Le parallèle entre les deux poètes se défend au moins sur un certain nombre de points : ils sont nés en Roumanie, Lenau est de Timișoara, à l'époque en Autriche-Hongrie, et ont tous deux fini leur vie dans un asile. Parmi leurs thèmes, tous deux sont romantiques et il est fréquemment question de nature, d'amour malheureux, de mort. J'aurais tendance à estimer, sans trop m'avancer, que Lenau est moins mystique, voire fataliste ou nihiliste par moments, donc aussi moins ésotérique, plus explicitement politique : il déteste Metternich, prend position contre les dictatures. Il use plus de la couleur locale : il a eu une période américaine, évoque souvent la Hongrie, sachant que sa Hongrie est en fait partiellement la Roumanie d'aujourd'hui. Par exemple, lorsqu'il évoque le violoniste Mischka au bord de la rivière Marosch, et sa fille Mira morte d'un chagrin d'amour dans sa crypte, son histoire fait aussi penser à celle de Maître Manole, grand classique du folklore roumain.

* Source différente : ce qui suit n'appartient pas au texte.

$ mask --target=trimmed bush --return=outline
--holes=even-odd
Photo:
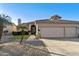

Il dénonce aussi explicitement : la guerre et la propagande belliciste, la soif d'argent. Son côté « sauvage », proche de la nature hongroise, qu'il a tenté de retrouver aux États-Unis, me paraît constituer sa principale différence avec les autres romantiques allemands, parfois ses sarcasmes : le poème « Die Drei » [Les Trois] commence par la rencontre avec trois chevaliers qui reviennent de la guerre et se termine avec les véritables héros : les trois vautours qui vont se régaler de leurs cadavres. Sa description de la forêt dans ses chants, de son côté effrayant, pour ses motifs, est aussi une des plus pertinentes que j'aie lue.
Sans doute pas un « génie national », Lenau est cependant né sur le sol roumain, sa commune de naissance porte d'ailleurs aujourd'hui son nom, il n'a pas écrit en roumain, mais demeure un des premiers poètes liés à la Roumanie, toujours lu aujourd'hui, et, en lisant un de ses
poèmes qui dénonce la propension des peuples à porter au pouvoir des personnes qui, de toute évidence, vont les plumer, j'ai reconnu mon actualité politique et compris pourquoi il n'était pas resté longtemps aux États-Unis.